One of the first fans to arrive on Monday for the river walk event was David Ku, a local pharmacist who turned up 90 minutes before the planned start with a long-sleeved hoodie in the 90-degree heat. On the front was a modified Masters logo; the outline of the United States, the pin flag of which protrudes from the place that is roughly Georgia, had changed into the shape of a goat. The reverse mentioned the dates of Woods' five wins: 1997, 2001, 2002, 2005, 2019.
"The short-sleeve shirts have not arrived yet," Ku said, shrugging.
He also wore a baseball cap with the TW logo and a tiger lid on his hand like a doll. In his other hand he held a vinyl statue of a miniature forest.
"This is probably the only chance I will ever see him," said Ku, who explained why his respect for Woods, perhaps the sport & # 39; s best player of all time, had recently become a full fandom.
"He seems to be having more fun," said Ku, who was also touched by Woods embrace of his two children after his Masters victory in April. "He is just a father who now plays for his children."
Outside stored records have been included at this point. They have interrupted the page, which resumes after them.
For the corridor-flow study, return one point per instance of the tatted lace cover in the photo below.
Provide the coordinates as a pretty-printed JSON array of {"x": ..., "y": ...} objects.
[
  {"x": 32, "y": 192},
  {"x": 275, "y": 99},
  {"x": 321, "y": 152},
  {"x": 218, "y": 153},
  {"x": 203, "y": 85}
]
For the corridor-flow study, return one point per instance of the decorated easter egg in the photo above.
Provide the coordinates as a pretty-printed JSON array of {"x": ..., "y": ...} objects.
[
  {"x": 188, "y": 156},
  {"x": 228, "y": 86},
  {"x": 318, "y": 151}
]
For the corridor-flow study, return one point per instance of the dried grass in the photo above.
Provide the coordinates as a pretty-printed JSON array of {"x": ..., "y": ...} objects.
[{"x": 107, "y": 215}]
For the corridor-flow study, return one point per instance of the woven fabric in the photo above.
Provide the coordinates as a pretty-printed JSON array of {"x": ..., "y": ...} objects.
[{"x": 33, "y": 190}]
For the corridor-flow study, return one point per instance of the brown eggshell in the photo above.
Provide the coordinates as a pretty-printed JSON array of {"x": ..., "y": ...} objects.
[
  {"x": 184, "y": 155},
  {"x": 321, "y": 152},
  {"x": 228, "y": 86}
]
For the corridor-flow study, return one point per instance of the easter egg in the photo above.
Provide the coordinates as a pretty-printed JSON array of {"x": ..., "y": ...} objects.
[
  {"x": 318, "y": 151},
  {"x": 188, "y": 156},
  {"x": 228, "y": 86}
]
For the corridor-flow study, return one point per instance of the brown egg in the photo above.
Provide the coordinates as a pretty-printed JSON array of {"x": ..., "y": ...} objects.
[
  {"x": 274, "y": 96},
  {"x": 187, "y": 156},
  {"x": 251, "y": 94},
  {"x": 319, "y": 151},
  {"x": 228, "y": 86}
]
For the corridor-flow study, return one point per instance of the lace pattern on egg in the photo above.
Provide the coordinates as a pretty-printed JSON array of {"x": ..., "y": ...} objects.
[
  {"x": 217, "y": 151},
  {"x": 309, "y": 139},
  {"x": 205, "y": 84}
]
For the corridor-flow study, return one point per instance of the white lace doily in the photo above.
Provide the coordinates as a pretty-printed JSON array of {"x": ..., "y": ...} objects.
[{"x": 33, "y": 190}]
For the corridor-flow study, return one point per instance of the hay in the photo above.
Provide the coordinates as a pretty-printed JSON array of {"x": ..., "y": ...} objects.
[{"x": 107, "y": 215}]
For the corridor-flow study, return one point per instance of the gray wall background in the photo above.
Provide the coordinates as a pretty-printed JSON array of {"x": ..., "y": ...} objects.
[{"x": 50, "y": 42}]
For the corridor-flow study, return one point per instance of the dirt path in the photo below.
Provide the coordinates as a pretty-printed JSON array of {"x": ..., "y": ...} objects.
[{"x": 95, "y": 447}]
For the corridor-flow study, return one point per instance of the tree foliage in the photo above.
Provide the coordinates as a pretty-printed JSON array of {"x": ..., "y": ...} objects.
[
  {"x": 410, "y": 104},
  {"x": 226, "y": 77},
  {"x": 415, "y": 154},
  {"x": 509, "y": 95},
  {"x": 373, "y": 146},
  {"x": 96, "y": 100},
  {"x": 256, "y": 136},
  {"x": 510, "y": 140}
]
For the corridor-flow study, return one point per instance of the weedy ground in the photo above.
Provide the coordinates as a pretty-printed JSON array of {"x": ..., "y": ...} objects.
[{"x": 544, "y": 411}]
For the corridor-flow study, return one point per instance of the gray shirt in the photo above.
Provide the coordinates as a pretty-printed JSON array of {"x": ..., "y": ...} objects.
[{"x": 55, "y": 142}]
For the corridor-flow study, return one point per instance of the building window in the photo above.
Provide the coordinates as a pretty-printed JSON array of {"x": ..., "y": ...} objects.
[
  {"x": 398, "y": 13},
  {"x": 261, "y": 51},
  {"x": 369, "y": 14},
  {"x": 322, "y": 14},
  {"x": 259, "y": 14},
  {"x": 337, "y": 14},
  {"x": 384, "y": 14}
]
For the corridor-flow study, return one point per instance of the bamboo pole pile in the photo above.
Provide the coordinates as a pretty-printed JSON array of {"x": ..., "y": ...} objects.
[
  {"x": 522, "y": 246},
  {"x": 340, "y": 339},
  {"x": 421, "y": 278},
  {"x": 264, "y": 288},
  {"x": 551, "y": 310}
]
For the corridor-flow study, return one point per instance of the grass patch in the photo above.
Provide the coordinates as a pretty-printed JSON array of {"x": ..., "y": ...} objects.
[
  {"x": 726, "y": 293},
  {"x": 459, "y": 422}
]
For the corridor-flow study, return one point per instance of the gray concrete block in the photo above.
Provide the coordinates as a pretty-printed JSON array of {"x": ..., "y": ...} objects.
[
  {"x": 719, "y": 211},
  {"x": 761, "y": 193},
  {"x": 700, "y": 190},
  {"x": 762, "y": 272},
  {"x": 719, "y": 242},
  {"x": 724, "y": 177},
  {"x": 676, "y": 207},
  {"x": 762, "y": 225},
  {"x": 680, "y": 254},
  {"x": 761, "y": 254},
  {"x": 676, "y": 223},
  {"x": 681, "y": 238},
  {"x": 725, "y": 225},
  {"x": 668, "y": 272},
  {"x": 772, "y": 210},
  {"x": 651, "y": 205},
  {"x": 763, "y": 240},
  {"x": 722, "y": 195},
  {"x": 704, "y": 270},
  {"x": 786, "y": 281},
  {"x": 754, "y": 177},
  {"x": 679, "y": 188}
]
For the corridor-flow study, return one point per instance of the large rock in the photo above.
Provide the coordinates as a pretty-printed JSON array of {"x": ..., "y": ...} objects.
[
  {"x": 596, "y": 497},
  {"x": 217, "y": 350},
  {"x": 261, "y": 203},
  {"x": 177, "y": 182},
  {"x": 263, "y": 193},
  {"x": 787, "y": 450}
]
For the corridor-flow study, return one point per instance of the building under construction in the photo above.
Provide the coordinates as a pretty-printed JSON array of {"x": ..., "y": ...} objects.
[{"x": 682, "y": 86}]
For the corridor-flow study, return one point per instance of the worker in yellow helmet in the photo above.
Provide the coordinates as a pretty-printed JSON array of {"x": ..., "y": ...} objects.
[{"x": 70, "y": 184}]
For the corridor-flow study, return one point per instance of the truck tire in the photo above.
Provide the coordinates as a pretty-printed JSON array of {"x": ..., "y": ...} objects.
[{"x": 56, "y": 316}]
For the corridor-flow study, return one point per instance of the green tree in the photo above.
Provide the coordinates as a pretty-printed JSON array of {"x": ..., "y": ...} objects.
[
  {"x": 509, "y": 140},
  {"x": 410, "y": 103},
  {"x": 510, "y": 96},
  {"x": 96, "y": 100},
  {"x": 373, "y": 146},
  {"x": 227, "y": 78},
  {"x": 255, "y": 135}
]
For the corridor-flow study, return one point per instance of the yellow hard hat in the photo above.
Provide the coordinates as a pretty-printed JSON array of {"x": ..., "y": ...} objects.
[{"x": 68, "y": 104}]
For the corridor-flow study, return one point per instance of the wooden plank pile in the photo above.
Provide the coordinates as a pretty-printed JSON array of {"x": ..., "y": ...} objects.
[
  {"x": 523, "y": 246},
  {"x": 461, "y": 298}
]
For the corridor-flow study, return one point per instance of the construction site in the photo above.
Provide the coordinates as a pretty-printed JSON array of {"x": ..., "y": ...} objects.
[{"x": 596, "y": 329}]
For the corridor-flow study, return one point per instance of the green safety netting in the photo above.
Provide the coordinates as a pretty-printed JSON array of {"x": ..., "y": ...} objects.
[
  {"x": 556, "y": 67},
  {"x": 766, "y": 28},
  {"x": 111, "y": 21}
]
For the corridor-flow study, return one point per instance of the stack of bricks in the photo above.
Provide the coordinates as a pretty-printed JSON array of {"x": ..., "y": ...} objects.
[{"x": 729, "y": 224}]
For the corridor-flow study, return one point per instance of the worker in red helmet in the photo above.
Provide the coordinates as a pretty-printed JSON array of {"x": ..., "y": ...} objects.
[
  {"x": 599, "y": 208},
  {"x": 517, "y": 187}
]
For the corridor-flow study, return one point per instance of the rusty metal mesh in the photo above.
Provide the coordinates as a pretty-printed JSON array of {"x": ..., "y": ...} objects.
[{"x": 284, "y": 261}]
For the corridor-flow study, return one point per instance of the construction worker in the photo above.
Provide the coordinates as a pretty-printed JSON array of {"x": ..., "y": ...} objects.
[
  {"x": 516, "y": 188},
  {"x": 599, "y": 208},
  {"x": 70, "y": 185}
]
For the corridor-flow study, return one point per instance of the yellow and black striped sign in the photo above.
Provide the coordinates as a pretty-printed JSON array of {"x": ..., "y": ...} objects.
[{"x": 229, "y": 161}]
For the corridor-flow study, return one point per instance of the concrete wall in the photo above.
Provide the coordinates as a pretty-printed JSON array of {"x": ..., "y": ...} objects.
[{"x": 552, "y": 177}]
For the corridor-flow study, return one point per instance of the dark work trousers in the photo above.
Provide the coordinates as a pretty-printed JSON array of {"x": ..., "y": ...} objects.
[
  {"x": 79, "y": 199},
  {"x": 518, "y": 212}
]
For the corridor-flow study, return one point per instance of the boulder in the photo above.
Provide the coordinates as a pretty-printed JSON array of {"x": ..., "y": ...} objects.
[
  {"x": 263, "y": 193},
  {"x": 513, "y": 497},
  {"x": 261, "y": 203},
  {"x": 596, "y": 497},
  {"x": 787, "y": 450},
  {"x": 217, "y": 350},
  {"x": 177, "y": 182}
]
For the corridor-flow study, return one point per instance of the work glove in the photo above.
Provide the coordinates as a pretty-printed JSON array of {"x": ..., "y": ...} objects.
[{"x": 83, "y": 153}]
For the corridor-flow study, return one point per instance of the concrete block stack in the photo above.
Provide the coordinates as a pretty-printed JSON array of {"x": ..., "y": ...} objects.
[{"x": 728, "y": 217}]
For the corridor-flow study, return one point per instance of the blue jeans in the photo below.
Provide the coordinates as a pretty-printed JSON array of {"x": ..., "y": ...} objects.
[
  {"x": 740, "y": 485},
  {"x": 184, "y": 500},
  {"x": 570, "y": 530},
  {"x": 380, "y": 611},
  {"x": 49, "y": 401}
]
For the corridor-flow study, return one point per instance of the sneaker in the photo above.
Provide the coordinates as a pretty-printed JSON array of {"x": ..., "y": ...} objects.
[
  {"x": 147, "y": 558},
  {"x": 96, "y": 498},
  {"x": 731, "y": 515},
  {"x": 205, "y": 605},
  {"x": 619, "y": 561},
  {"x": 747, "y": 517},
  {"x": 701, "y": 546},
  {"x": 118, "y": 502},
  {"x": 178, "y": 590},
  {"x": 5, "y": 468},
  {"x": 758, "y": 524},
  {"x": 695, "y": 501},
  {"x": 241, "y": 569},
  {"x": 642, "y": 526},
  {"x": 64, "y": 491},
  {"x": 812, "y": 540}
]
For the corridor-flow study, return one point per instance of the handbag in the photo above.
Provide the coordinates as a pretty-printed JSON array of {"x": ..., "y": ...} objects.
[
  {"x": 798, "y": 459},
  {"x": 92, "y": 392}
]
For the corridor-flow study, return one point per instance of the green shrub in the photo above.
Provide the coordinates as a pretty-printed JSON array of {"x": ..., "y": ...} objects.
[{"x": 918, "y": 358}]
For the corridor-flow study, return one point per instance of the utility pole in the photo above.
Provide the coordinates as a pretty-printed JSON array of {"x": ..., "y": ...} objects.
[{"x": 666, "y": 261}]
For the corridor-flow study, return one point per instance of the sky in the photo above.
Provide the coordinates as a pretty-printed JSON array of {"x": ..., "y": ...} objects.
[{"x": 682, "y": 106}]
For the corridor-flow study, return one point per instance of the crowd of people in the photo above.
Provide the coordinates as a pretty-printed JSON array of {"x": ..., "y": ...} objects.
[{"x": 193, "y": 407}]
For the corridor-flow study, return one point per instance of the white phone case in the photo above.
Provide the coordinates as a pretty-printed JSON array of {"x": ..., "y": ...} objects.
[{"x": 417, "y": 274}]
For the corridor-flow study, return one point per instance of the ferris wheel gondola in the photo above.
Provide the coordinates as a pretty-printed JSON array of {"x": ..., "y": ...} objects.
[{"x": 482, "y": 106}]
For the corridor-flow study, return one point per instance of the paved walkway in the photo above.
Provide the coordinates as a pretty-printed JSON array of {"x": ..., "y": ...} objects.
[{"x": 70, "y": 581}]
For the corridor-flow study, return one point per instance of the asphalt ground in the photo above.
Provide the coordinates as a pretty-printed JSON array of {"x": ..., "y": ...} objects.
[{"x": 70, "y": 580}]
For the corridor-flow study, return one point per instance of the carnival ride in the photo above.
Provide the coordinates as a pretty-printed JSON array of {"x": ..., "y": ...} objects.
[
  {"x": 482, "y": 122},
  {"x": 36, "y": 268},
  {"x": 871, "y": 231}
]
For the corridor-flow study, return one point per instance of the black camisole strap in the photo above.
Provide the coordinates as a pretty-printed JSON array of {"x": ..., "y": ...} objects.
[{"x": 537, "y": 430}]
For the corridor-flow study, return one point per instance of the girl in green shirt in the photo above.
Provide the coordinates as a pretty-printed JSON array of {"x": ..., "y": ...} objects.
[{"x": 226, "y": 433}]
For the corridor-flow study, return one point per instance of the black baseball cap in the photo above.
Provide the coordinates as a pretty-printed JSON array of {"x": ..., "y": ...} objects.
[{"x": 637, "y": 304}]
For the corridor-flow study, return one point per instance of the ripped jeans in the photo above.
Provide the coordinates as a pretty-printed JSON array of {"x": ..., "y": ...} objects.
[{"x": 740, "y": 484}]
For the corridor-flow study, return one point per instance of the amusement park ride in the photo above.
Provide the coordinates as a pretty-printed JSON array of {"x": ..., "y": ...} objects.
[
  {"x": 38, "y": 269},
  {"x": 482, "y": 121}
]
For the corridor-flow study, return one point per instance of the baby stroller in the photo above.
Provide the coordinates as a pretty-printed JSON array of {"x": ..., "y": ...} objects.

By the time the event started, Ku & # 39; s unobstructed view of the stage was destroyed by a phalanx of photographers. Ku & # 39; s vantage point was better on Tuesday when he ran the course with the Woods group and managed to set spots just behind the gallery ropes. Despite the cold, drizzly, windy weather, a crowd of several thousand Woods appeared to be watching.
On a par-3 in the front nine, Woods started to turn off the green when a spectator standing behind him shouted: "We love you, Tiger."
Woods stopped what he did. & # 39; I love you too, & # 39; he said. His words began to giggle from his confused fans, whose interest may have been with the international team this week, but whose hearts are clearly somewhere else.